Il voto europeo tra patetiche schermaglie e assenza di strategie


  • Luigi O. Rintallo

Alla vigilia del voto europeo si deve rilevare come, ancora una volta, il dibattito politico non abbia fornito per nulla un contributo alla comprensione e all’analisi dei problemi.

 

Per quel che riguarda l’Italia, poi, la campagna elettorale si è risolta nella continua schermaglia tra i "leader" dei partiti al governo, che ha concentrato l’attenzione dei media, avendo ben cura di occultare il dato essenziale e cioè la loro assoluta marginalità e ininfluenza.

 

Che Salvini o Di Maio possano essere considerati i veri protagonisti della scena politica, può convincere solo chi si lascia ingannare dalle manipolazioni illusionistiche in atto da tempo per garantire la frammentazione del Paese, indispensabile per s-governarlo come è stato finora.

 

A questo si aggiunge che le percentuali di partecipazione al voto pervenute dagli Stati dove si è già votato sono poco esaltanti: un quaranta per cento degli aventi diritto in Olanda, mentre in Gran Bretagna la burocrazia si è messa di mezzo per scoraggiare i cittadini dall’andare ad esprimersi.

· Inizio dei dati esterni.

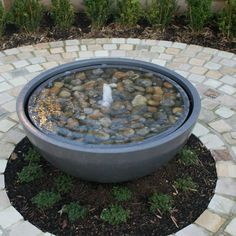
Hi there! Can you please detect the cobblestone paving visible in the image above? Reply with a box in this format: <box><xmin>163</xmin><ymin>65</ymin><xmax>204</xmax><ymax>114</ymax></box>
<box><xmin>0</xmin><ymin>38</ymin><xmax>235</xmax><ymax>236</ymax></box>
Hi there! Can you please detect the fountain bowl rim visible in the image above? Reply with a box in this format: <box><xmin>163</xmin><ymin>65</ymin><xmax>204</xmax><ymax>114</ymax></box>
<box><xmin>17</xmin><ymin>58</ymin><xmax>201</xmax><ymax>154</ymax></box>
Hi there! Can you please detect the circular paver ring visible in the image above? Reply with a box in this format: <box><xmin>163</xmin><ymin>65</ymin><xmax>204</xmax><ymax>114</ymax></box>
<box><xmin>0</xmin><ymin>38</ymin><xmax>236</xmax><ymax>236</ymax></box>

Un altro fattore che testimonia la crisi profonda del modello nato a Maastricht, dopo la fine del “bipolarismo coatto internazionale” basato sul duopolio di USA e URSS.

 

È una crisi che ha ragioni storiche e culturali prima di tutto, e per la quale non sono al momento indicate soluzioni praticabili.

 

Non può essere una soluzione fare affidamento al direttorio franco-tedesco, come pare delinearsi dopo Aquisgrana; così come altrettanto improbabile risulterebbe ritornare a forme di nazionalismo, che obiettivamente non dispongono nemmeno dell’acqua per nuotare in un mondo che si appresta a un drammatico contrasto fra Asia e America per la ridefinizione degli equilibri internazionali.

 

Per di più, gli stessi impianti ideali e politici che vanno oggi confrontandosi sono attraversati tutti da un groviglio di contraddizioni, che non permette loro di proporsi come riferimenti che siano minimamente durevoli nel tempo.

 

La tendenza legata alla post-ideologia del “politicamente corretto”, finisce per produrre pericolose degenerazioni autoritarie, che la spingono sino al limite estremo di voler prescindere dall’espressione della volontà democratica.

 

E, dall’altra parte, i movimenti generalmente indicati come populisti (ma anche anti-politici) non riescono a farsi portatori di iniziative in grado di governare realisticamente le questioni, anche perché mescolano anch’essi ingredienti contrastanti.

 

Si va dunque al voto del 26 maggio in un contesto di grande incertezza, con una persuasione di fondo per quel che riguarda l’Italia: alla fine della parabola di regime, alimentato dal debito pubblico, ha prevalso lo scontro tra poteri dei “particolari” delle varie corporazioni e sino a quando queste ultime eserciteranno il loro peso nelle scelte fondamentali per la direzione del Paese (vedi la scelta per l’inquilino del Qurinale), ben difficilmente si fronteggeranno i problemi concreti.